The relationship of that character to the game world. For example, the character's ownership of game objects, or hired NPCs.
Ideally, neither of these things should persist after death.
However, because the world's game stage does not change, new characters should be given things on game entry that make them spawn at roughly the same progression level as the former character. Otherwise new characters would die almost immediately.
Survival as a primary mechanic
By "survival mechanics," I mean that threats to the character (and the solutions to them) should come from things that do not involve combat with enemies. Those things could be environmental (like weather) or come from the character's body (like food and water). Enemy characters can still be threats, but overcoming those threats is accomplished by something other than combat (stealth, traps, etc).

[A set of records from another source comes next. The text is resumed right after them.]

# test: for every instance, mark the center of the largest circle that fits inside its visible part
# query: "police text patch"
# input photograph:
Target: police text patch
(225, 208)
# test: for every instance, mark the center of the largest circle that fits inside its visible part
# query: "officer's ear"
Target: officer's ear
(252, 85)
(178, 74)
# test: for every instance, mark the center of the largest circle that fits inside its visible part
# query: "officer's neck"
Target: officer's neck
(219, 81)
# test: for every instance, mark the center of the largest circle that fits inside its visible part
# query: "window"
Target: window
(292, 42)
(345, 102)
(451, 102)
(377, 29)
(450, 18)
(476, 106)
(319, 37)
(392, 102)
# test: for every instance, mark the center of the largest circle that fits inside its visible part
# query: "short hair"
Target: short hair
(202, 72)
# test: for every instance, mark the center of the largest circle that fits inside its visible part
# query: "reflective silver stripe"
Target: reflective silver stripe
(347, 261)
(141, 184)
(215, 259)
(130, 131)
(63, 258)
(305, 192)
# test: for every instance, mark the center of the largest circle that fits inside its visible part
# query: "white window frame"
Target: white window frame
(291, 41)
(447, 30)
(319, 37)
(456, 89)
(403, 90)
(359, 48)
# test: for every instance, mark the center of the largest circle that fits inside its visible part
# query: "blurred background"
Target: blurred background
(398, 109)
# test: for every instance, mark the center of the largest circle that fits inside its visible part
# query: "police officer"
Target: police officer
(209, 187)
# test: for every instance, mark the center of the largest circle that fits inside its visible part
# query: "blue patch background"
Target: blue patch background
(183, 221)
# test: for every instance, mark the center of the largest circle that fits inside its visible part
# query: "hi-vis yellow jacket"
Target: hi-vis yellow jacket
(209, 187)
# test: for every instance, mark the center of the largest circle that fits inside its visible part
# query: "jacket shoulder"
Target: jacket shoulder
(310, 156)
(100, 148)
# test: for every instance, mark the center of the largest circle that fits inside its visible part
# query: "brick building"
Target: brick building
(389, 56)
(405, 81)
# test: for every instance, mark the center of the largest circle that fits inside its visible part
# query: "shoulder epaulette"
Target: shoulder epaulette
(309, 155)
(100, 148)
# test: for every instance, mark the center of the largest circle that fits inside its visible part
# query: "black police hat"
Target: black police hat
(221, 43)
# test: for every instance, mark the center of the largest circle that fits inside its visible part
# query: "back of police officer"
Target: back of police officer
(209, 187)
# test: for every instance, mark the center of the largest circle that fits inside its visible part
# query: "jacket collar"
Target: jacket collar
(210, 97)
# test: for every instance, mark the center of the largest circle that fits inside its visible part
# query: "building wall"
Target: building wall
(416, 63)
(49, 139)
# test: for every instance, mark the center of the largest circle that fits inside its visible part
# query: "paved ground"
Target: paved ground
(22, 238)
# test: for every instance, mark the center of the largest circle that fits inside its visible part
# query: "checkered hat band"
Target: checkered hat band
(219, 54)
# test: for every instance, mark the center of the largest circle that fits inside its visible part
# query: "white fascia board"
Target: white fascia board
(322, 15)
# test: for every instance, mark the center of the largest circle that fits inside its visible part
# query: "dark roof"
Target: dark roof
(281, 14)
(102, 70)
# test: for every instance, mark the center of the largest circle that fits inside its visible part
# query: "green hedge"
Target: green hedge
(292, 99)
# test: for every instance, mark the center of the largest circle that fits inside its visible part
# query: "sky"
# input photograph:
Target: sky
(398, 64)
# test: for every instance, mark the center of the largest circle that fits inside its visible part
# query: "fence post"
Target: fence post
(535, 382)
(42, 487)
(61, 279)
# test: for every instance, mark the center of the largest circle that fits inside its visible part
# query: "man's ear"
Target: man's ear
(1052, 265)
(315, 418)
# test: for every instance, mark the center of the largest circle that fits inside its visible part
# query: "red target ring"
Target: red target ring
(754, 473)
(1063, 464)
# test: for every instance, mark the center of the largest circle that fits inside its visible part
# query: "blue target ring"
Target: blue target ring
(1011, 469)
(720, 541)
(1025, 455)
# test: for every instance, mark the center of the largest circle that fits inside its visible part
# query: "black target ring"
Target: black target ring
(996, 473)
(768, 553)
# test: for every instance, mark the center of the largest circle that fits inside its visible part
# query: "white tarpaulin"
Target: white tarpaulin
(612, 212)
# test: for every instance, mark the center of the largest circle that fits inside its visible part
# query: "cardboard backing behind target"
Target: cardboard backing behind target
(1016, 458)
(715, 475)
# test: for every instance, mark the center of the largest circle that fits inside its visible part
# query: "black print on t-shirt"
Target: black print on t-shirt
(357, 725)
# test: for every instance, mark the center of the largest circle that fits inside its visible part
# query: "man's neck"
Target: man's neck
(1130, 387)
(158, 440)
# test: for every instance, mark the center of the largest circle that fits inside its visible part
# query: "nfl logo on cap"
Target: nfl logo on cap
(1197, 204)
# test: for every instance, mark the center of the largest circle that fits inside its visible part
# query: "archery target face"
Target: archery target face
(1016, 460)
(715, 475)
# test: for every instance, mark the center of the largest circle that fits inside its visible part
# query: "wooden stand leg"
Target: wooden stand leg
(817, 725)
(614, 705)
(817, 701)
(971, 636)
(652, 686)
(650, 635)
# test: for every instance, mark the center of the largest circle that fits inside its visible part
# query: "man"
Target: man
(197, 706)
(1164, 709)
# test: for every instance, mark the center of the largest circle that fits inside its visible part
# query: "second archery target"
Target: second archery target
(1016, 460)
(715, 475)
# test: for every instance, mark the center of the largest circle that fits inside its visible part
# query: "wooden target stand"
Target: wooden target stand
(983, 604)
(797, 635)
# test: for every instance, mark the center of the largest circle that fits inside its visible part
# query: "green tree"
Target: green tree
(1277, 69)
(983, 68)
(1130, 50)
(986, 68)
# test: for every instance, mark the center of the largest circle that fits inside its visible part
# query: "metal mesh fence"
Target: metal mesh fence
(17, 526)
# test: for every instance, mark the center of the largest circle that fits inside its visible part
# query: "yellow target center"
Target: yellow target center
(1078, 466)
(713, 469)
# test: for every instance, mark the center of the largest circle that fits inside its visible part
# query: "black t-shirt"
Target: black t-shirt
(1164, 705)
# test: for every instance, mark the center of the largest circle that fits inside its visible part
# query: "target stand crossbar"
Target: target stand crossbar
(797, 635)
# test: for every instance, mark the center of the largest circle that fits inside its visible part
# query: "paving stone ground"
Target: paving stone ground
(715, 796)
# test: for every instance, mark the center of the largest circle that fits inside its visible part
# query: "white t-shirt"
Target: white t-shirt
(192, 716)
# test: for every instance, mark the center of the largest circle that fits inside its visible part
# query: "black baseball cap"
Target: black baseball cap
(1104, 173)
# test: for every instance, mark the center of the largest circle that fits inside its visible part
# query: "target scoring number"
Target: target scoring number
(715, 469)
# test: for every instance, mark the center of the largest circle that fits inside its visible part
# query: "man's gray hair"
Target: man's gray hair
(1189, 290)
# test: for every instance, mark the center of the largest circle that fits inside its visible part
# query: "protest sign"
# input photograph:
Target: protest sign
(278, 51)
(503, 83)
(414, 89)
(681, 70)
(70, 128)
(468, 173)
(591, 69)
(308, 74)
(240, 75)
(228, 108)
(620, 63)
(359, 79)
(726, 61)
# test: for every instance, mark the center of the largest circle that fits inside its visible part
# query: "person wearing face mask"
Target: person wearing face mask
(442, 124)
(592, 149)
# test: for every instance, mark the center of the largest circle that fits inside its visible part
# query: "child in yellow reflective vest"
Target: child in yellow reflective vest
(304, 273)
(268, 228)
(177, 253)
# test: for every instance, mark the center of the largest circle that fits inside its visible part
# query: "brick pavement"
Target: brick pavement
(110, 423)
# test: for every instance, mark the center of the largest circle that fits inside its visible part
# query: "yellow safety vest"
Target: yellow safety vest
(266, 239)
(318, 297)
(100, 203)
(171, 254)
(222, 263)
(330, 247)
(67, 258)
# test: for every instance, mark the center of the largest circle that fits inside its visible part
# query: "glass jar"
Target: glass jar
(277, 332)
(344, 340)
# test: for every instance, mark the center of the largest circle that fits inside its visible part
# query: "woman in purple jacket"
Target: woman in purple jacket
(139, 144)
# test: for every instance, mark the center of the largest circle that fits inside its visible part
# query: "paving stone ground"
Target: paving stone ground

This does not mean that survival mechanics can be the only game mechanics. It does mean that survival mechanics should be at least as important as combat mechanics, and at least as rewarding to the player. Similarly, other mechanics (crafting, looting, building) would give the player things that improve non-combat abilities, at least as much as combat abilities.
If combat is involved, it would be better if it gives a solution to some other threat. For example, if you are dying of the cold, you could fight a bear to skin it and make a coat.
But in any case, avoiding fights should be at least as encouraged as fighting.
The emergent gameplay should be that players feel like they are overcoming helplessness, and not engaging in power fantasies (like we do in the first-person shooters we all know and love).
This will be difficult to get right, because once the player actually overcomes their own helplessness, further gameplay can seem pointless. This means the game should introduce different varieties of threats in later game stages.
How would this affect 7 Days To Die?
These are some suggestions about how 7D2D could be modified to adopt this play style.
Of course, they are only suggestions. I am including some that may be impractical, if not impossible, to implement. Some might argue that TFP have already implemented many of these suggestions, and I won't argue.
World permanence is not difficult, since the game world in 7D2D is permanent by default. However, since the character's relationship with the world changes, these changes could be made to the entities controlled by the game world:
Dropped backpacks do not show on the map (but are still in the game world)
Player-owned vehicles become "un-owned" and do not show on the map
Player-owned storage becomes "un-owned," and also locked
If playing with hired NPCs, those NPCs are "un-hired"
For player character permadeath, these changes could be made to character spawning:
Skill points are reset (but not removed, to preserve progression)
Buffs from books are removed
The player map shows all areas as unvisited
Player characters cannot spawn on bedrolls (or beds, etc.)
All player belongings are deleted (if backpacks can't be hidden on the map)
Characters spawn with different starting items, as appropriate to the game stage
If playing with classes, characters lose their class (and the player can choose a new one)
If playing with factions, characters spawn in a random faction
If playing with friendly NPCs, one of those NPCs becomes the new character (a la State of Decay)
Changes to the game mechanics could include:
Blood moons are wildly randomized, or possibly turned off entirely, to de-emphasize "tower defense" style gameplay
Players gain XP from enemies killed by traps, equal to the XP they would gain from combat
Alternatively, skill points are granted per day and not through experience points (a la Roland's 0XP mod)
More stealth options for zombies, like craftable "whisperer suits"
Enemies that target crops, storage containers, etc.
Seasonal weather (that destroys crops)
If playing with NPCs, add community building (hiring NPCs, specialized NPC roles, etc.)
Add different kinds of enemy NPCs in different game stages (zombies early game, add bandits and whisperers mid game, add enemy soldiers late game, etc.)
Other ideas are more than welcome - so long as they align with the First Principles.